Bullish bias for USD/Asia – RBC CM
Research Team at RBC Capital Markets have a bullish bias for USD/Asia, underscored by their out-of-consensus 2017 USD/CNH forecast of 7.53.
Key Quotes
“That said, there are appealing relative value opportunities within the region in 2017. From current levels, we are overweight PHP, INR, IDR. We are neutral CNH and KRW and bearish THB, TWD, and SGD. Finally, it may be too early to call a bottom in MYR, but we will look for opportunities to enter strategic longs on key crosses.”

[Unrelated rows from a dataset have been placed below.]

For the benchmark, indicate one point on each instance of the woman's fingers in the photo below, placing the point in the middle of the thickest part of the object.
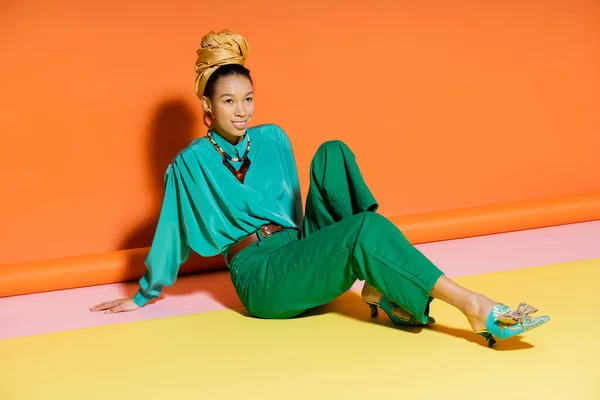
(107, 305)
(116, 306)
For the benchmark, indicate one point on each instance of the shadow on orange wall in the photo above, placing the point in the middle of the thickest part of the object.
(172, 128)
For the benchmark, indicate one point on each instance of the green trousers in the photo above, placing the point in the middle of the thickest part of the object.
(342, 240)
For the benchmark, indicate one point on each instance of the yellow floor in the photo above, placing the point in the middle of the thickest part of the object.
(335, 353)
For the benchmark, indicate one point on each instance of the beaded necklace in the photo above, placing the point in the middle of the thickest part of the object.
(227, 159)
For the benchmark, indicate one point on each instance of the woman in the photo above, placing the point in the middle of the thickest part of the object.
(236, 192)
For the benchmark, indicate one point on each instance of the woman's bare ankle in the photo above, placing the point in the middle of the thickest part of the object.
(477, 310)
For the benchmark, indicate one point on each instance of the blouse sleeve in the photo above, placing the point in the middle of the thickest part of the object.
(292, 171)
(170, 248)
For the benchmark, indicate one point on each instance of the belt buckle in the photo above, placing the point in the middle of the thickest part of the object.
(265, 232)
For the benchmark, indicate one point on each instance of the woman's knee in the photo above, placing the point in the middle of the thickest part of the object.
(333, 146)
(375, 222)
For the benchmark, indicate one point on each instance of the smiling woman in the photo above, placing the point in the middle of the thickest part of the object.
(282, 262)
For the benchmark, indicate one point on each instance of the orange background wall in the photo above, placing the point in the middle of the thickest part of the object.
(446, 104)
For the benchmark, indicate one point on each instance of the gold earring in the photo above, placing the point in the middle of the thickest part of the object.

“Relative value in AXJ FX will be driven by four key themes:
(1) Different domestic growth and inflation trajectories, overlaid with differing leverage dynamics, mean that there is more room for monetary policy accommodation in some economies, relative to others. India and Singapore have more scope to ease monetary policy than Philippines and China, for instance.
(2) The willingness/capacity/likely success of structural reforms and ability to present a coherent narrative are also a source of divergence. All economies in the region are reliant on restructuring and productivity gains to drive the next phase of growth. China, India, and Indonesia are obvious candidates, but other economies are often overlooked: Singapore (productivity), Malaysia (labour market and education), and Philippines (simplify regulations to encourage private and public investment) are just some examples.

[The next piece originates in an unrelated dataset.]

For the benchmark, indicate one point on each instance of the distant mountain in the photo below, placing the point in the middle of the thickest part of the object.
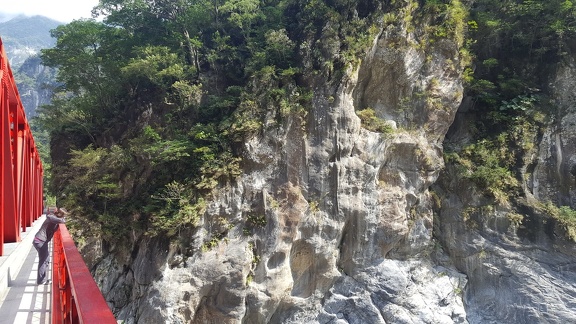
(24, 36)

(3) Varying degrees of political risk and political capital in the region will determine the reform progress. China, India, Philippines, Malaysia, South Korea, Taiwan, and Thailand stand out as ones to watch.

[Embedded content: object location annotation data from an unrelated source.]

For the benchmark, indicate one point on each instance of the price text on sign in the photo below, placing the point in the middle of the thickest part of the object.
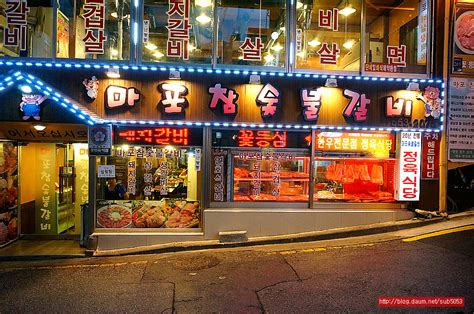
(408, 167)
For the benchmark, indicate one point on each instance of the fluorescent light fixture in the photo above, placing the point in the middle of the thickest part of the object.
(331, 82)
(415, 87)
(203, 3)
(348, 10)
(349, 44)
(277, 47)
(113, 73)
(314, 43)
(25, 89)
(203, 19)
(39, 127)
(254, 79)
(151, 46)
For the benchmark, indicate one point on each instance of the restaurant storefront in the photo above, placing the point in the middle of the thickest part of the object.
(286, 118)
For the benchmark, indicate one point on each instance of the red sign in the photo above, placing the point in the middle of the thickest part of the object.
(249, 138)
(430, 151)
(156, 136)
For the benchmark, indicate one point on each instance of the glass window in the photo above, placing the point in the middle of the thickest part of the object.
(251, 32)
(328, 35)
(97, 29)
(26, 28)
(396, 36)
(178, 31)
(151, 187)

(4) Notwithstanding the uncertainty surrounding the composition of Trump’s fiscal easing and trade and foreign policy, external debt metrics, current account funding dynamics, and relative dependence on global demand comprise the final factor that will determine regional relative value. Malaysia and Indonesia are the most vulnerable to a stronger USD and increasing US interest rates given their weaker external debt metrics compared to China, India, and Philippines. Philippines is also relatively insulated from rising protectionism given the stronger domestic demand intensity of growth relative to South Korea, Taiwan, and Singapore, which are also vulnerable to further RMB depreciation.”